You slept through your alarm. On the way out the door, you realize you left your curling iron plugged in. And your gas tank is empty, so you have to get gas. How are you feeling? 

More specifically, how is your gut feeling?

The Gut-Brain Axis

Under stress, the connection between your brain and gut is disrupted, leading to digestion and absorption problems. Communication also goes back to the brain! 

You know how we’re always talking about the gut microbiome? That’s the 100 trillion bacteria living inside our digestive systems. They do a lot of beneficial things for us, like producing hormones and making certain vitamins. Having a diverse and healthy gut microbiome is linked to good emotional health by producing GABA, a neurotransmitter that decreases anxiety and depression. An unhealthy gut microbiome can lead to inflammation by producing LPS, which is associated with depression and other mental-health problems. 

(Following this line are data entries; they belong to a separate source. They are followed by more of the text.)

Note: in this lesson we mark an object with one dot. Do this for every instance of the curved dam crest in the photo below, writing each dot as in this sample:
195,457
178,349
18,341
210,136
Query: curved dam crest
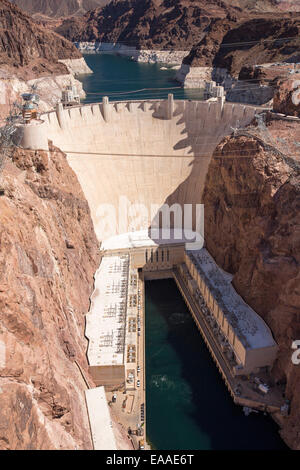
143,151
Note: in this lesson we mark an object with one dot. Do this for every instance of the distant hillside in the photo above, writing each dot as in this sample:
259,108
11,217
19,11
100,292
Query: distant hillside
28,49
58,8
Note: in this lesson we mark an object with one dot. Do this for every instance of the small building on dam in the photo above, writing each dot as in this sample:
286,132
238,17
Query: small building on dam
132,159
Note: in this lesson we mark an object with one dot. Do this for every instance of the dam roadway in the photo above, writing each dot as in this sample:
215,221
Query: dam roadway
149,152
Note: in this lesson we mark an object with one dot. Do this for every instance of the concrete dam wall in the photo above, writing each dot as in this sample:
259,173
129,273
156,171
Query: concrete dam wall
146,152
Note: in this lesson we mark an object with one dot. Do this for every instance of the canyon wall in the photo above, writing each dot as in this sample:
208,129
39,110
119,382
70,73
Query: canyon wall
252,220
48,256
141,151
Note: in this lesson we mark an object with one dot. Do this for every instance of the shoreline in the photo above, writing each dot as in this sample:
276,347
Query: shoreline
151,56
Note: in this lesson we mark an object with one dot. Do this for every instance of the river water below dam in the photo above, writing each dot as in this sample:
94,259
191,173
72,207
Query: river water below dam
120,78
188,404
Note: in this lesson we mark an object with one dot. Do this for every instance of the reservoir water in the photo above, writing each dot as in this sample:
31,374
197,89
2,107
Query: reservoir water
188,404
120,78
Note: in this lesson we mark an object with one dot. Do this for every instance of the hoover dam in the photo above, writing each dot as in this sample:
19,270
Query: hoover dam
132,159
149,152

I like to think of the microbiome like a garden. It starts with planting a variety of seeds (probiotics). The seeds take root and begin to grow. You have to water and fertilize your plants to keep them alive. But you also get weeds that you have to remove. The same is true for gut health! You have to feed the good stuff and remove the bad stuff. 

Encouraging a diverse, healthy microbiome

The key to a diverse and healthy gut microbiome is prebiotics and probiotics. 

Prebiotics: “Fertilizer” for your microbiome! Prebiotic foods contain lots of fiber, like fruits and vegetables, nuts, seeds, and whole grains

Probiotics: “Seeds” for your microbiome. Probiotic foods contain bacteria cultures- like yogurt, kefir, sauerkraut, kombucha, and tempeh. 

You don’t have to eat prebiotics before or with probiotics, despite the name. You probably have your favorite kinds of prebiotic and probiotic foods but try to eat as many different ones as possible to make sure you’re getting a bunch of different strains. The goal is to get in two different probiotic sources twice per day.

Weeding out the bad stuff

Eating less processed foods, eating less sugary foods, exercising, and getting enough sleep are ways to “weed” out unhealthy strains.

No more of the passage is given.